Accountability starts with you.  The accountability partner (whether because they volunteered for the role or not) who holds you accountable is basically encouraging you in your commitment.  In the case of parents of young children, we encourage our offspring in the things that are expected of them.   My mother is excellent at this to this day and I am clearly not a young child anymore.  But she has been my accountability partner for so long, I don’t think she knows how to stop harassing me about what she expects of me.  But I tell you, I am a better person for her.  I wish I had more accountability partners in my life.  Oh, I don’t think you can ever have too many.  In fact, right now, I can think of six people in my life who serve as my accountability partners.  I have lost a few along the way.  Frankly, I think I caused them to desert me.  As I stated before, if you are not holding yourself accountable, you’re wasting your accountability partner’s time.  If you have ever watched one episode of Extreme Weight Loss you see this demonstrated very well when they leave the participant in that third and fourth stage of their 365-day weight-loss journey to work their commitment unsupervised because that is really where the GRIT hits the fan.

So if the ball is in your court, why have accountability partners you ask?

Well because the truth is we get weak sometimes and we need a voice in our head to remind us that we are not alone.  I was in a foreign country.  I knew I would miss my family.  I love family.  I love visiting family.  I love cookouts and family reunions.  Even though I hate family drama, nothing is quite like family.  And as much as blood family is great, the family that reminds you of the things that matter most are the voices that keep you focused and committed.

So here’s how we get the accountability thing right…

  • Purchase and read the book by Robert J. Wicks entitled, Touching the Holy: Ordinariness, Self-Esteem and Friendship.
  • Sit down and think of the accountability partners in your life right now.
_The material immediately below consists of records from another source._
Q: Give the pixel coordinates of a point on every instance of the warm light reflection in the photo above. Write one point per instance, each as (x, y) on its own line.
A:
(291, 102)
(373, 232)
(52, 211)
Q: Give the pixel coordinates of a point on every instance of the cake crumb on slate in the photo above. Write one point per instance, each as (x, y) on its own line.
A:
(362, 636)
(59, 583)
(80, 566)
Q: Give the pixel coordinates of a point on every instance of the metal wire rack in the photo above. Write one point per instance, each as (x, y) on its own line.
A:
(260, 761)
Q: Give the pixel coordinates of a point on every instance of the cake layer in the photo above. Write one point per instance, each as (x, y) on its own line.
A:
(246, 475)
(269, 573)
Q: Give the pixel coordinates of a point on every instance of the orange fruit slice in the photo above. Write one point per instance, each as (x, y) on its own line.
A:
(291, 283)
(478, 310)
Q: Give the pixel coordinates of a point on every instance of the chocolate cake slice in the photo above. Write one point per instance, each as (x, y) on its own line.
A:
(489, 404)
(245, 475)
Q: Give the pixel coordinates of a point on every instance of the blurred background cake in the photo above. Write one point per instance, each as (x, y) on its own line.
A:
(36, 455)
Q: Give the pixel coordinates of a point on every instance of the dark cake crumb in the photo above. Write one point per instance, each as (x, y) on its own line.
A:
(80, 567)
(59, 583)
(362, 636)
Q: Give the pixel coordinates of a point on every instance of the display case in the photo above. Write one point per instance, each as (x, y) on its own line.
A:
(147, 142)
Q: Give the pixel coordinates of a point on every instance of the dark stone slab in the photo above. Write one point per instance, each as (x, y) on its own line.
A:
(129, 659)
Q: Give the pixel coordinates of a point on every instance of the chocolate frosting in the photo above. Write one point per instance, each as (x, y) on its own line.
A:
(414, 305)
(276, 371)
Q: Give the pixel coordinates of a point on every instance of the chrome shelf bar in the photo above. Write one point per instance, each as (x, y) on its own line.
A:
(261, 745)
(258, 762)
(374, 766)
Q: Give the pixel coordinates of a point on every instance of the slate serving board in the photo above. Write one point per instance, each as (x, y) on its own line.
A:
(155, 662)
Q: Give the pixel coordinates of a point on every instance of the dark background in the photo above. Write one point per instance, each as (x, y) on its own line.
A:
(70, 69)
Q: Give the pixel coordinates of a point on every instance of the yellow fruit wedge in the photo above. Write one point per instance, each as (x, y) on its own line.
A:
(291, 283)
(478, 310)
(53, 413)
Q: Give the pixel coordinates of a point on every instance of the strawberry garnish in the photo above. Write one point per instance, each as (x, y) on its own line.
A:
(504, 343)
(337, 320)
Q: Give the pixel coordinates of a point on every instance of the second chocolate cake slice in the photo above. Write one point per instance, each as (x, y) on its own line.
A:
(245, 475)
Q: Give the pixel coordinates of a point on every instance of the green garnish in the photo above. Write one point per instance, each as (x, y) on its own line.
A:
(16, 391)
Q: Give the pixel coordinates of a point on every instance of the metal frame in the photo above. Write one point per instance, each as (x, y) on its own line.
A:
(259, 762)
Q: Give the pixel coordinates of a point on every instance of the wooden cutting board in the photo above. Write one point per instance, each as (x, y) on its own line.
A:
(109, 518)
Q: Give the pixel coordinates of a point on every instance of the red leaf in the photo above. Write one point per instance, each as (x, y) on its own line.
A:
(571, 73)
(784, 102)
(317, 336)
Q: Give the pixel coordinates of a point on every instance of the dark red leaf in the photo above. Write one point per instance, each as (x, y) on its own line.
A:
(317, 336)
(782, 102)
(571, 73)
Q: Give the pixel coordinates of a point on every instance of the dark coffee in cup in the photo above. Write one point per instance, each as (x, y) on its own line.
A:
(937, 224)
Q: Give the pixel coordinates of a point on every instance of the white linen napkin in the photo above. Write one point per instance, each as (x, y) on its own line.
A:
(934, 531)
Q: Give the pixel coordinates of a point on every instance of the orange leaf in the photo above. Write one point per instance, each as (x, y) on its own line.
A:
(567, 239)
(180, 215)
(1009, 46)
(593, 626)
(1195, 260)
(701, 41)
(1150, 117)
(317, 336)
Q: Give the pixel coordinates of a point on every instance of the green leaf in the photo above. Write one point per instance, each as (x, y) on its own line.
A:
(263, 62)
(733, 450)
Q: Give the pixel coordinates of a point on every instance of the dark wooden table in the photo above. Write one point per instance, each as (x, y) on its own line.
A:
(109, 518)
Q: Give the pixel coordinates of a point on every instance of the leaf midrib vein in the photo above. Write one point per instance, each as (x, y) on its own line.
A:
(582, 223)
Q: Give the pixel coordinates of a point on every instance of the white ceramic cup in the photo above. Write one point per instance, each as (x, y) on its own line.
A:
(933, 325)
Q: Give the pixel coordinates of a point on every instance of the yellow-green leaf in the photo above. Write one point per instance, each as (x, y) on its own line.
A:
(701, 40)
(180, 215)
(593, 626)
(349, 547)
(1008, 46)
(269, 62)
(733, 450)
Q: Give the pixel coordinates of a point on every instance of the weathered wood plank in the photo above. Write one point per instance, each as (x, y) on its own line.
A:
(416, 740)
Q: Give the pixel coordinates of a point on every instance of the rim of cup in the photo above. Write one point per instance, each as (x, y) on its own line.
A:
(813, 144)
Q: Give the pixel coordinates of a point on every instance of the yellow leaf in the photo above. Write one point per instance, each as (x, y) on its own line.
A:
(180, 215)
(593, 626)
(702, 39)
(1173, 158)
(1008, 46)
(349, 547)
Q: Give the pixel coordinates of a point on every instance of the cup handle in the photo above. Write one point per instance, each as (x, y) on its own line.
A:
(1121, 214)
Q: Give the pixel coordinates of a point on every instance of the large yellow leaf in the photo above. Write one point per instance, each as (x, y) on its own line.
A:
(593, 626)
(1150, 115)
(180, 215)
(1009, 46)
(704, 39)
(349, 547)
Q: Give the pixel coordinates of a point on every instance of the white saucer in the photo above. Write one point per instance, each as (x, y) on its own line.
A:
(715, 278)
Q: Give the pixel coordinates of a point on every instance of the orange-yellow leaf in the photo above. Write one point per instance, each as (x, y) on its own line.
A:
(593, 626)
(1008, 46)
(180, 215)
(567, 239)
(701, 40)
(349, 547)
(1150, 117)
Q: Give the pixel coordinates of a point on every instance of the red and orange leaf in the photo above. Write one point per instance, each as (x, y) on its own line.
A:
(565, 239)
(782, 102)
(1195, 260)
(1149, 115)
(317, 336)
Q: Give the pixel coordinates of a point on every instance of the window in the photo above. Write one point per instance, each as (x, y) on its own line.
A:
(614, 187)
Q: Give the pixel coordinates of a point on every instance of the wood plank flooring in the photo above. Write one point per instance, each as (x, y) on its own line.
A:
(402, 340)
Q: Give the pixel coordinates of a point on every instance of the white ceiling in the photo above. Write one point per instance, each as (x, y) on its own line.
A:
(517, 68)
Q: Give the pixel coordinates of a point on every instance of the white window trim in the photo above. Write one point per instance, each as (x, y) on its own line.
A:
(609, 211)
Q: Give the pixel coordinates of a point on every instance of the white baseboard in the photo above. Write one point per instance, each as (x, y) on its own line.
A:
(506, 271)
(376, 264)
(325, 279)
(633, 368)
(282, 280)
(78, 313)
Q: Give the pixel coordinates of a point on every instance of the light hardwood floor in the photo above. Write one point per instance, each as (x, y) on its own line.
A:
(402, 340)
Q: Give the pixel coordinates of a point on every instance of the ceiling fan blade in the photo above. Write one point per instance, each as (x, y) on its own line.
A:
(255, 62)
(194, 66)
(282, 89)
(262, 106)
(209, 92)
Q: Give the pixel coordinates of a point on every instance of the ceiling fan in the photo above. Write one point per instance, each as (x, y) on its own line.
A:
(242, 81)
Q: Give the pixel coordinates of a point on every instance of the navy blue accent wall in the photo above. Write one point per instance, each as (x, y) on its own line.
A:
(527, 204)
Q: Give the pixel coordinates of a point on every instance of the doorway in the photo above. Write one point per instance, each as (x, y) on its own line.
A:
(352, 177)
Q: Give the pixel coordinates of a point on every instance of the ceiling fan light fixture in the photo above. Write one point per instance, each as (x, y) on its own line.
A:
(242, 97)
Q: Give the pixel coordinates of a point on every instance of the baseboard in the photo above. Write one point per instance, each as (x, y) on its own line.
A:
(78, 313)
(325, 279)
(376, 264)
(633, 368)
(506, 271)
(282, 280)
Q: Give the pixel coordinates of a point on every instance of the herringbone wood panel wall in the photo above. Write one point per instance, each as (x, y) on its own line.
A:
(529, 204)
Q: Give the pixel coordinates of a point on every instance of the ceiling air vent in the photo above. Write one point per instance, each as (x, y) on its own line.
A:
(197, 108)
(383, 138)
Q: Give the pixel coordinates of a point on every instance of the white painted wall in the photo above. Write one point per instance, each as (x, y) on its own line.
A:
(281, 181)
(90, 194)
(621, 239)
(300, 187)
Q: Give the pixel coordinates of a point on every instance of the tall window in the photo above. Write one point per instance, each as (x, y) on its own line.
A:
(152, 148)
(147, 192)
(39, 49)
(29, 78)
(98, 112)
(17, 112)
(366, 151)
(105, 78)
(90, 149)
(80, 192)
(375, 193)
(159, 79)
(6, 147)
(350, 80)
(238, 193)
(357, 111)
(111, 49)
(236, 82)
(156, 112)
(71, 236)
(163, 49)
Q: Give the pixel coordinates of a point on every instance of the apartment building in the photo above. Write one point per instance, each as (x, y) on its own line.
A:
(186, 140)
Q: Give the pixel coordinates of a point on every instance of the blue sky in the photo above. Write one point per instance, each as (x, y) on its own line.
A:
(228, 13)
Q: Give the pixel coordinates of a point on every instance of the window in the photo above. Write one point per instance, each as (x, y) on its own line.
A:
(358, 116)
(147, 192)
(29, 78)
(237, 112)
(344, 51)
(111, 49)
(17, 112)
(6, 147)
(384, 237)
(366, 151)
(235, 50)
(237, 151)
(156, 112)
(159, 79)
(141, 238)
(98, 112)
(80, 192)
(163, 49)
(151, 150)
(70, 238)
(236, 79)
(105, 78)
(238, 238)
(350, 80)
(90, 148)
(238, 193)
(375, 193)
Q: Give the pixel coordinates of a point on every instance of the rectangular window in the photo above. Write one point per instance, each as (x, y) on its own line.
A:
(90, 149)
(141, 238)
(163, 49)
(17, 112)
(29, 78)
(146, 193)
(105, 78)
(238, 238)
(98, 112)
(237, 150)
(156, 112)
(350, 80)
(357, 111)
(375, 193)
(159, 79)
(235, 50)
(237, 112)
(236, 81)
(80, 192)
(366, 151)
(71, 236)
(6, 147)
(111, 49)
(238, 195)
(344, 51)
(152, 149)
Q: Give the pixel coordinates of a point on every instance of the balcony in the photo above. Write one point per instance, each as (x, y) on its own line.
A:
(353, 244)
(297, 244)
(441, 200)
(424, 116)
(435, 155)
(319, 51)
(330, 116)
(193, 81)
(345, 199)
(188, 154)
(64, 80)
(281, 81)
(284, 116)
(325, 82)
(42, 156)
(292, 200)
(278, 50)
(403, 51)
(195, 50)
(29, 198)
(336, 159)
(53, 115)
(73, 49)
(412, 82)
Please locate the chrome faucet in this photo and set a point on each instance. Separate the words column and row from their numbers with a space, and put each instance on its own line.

Send them each a text message or small note telling them you appreciate that they are holding you accountable and that you need their voice in your ear.  Ask them to hang in there with you.
  • Do you need any more? Ask yourself who you want to add to that accountability partner list and send them a letter inviting them to help you remain committed whether it is to obtain a goal you are pursuing or to stay the course in something that is currently challenging you in life.  (I did this with a widow in my church who has helped me in my marriage immensely).
  • If you have been slacking as an accountability partner, go to that person and do what Pastor Ravenell did for me. Ask your friend, family member or spouse, “how can I help?”  Sometimes we just need to know what the need is and then we may better assist, right?

I often think of a group of individuals that I have the pleasure of working with in a non-profit organization when I consider family members who hold me accountable but are not my relatives.  I have served on the board of directors for Leadership LINKS, Inc. since its development beginning.  We have been together for nearly five years and when I say to you that these people hold me up, they do.   When you are constantly being reminded of your identity by people that know your value and they value you, those are great accountability partners.  I am truly blessed with a few but they are not slacking.